Power Mac G5 Quad

16.11.2005

The Power Mac G5 now supports PCI Express. Each processor core has direct access to the front-side bus controller, and the new architecture supports 16, 250Mbits per/sec lanes for a total throughput of 4Gbits per/sec -- almost twice as fast as a 133MHz PCI-X slot. There is 150 watts of power in the bus, enabling current and future high-end display cards to operate at peak performance. In addition to the 16-lane graphics slot, the Power Mac G5 features three PCI Express expansion slots: two four-lane slots and one eight-lane slot. You can install a PCI-Express graphics card in any PCI Express slot, allowing a single Power Mac G5 to support four, six or even eight displays.

There are PCI Express cards available for video from Blackmagic Design Pty. Ltd. and Aja Video. National Instruments Corp. has cards for specialized scientific applications, and Digidesign Inc. announced that cards for its pro-tools systems are imminent.

On the graphics display, the Nvidia Quadro FX 4500 is amazingly fast, sporting 512MB of Synchronous Dynamic RAM just for the card, along with the requisite heat sinks and fan. And the piping gives it a look reminiscent of a Harley. The stereoscopic viewing option for the card enables scientists to experience molecules and other complex objects in true 3-D. The 3-D system is also Maya-certified, and great for IMAX production work.

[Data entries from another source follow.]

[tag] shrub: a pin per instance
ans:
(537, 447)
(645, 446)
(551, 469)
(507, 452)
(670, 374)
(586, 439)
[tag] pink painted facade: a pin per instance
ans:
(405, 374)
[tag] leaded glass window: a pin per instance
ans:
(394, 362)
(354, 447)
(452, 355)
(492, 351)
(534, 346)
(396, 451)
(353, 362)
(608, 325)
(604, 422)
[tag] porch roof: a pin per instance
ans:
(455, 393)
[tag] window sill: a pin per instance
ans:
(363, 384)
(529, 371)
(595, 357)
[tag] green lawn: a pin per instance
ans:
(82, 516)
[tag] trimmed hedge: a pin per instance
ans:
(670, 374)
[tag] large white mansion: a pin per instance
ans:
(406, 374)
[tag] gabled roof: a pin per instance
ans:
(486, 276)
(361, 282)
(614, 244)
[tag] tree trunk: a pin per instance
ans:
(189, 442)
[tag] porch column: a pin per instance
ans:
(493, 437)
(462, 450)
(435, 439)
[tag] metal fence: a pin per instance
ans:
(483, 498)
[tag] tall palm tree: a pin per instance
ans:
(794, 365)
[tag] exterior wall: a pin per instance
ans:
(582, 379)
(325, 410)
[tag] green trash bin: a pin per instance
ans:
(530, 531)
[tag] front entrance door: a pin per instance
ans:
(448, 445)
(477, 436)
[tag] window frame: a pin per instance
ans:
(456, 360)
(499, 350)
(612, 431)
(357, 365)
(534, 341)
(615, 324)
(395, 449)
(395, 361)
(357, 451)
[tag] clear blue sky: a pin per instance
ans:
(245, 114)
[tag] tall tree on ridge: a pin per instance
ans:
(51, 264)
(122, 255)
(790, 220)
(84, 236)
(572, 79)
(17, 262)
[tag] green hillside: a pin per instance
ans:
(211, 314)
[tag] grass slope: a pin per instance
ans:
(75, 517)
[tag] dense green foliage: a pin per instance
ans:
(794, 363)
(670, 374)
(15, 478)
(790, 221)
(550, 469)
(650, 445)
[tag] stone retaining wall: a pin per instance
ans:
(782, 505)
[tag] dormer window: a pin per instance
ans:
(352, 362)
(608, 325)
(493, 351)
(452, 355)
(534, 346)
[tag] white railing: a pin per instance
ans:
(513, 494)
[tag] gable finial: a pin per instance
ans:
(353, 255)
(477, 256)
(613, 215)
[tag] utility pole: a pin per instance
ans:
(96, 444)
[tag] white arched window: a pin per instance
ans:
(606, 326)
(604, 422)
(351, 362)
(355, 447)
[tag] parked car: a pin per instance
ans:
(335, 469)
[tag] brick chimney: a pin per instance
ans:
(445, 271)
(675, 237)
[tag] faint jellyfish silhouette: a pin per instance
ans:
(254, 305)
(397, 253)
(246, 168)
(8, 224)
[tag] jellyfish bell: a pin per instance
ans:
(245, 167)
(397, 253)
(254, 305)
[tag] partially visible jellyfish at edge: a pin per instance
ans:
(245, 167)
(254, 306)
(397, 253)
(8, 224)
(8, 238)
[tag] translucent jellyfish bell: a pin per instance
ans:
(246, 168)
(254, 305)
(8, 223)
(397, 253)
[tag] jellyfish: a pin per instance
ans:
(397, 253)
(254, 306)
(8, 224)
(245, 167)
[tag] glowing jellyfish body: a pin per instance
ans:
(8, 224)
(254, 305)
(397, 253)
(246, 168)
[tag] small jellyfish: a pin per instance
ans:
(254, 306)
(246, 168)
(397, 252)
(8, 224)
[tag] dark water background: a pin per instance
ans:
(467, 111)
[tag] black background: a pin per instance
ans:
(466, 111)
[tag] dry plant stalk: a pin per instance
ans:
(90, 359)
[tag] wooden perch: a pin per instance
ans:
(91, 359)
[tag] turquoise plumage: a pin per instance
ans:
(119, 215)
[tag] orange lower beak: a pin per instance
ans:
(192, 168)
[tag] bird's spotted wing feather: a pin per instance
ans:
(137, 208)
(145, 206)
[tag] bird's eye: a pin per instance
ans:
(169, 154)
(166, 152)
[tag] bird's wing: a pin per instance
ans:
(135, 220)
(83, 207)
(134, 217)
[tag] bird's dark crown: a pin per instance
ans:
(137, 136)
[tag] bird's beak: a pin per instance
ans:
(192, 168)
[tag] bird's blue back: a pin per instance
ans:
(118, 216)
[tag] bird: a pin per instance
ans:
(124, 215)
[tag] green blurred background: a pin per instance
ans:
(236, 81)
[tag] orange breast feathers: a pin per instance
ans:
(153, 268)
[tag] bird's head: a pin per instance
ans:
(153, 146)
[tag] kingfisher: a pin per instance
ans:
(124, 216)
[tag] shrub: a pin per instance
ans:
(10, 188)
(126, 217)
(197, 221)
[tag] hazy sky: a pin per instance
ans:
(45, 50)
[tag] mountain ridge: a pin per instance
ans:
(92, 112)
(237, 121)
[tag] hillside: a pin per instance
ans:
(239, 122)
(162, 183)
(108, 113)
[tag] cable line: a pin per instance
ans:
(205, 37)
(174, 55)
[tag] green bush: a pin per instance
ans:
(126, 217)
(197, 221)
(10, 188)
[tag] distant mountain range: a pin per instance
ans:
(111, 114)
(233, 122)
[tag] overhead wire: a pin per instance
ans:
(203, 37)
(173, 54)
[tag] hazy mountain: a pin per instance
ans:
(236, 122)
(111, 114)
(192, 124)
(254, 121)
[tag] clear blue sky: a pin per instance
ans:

Other architecture improvements

Two independently configurable 10/100/1000BASE-T (Gigabit) Ethernet interfaces deliver tremendous networking bandwidth with no congestion between your network traffic and other I/O. Each Gigabit Ethernet controller in the new Power Mac G5 supports jumbo frames. This also eliminates the need for Xsan users to give up a Peripheral Component Interconnect slot for a second Ethernet port.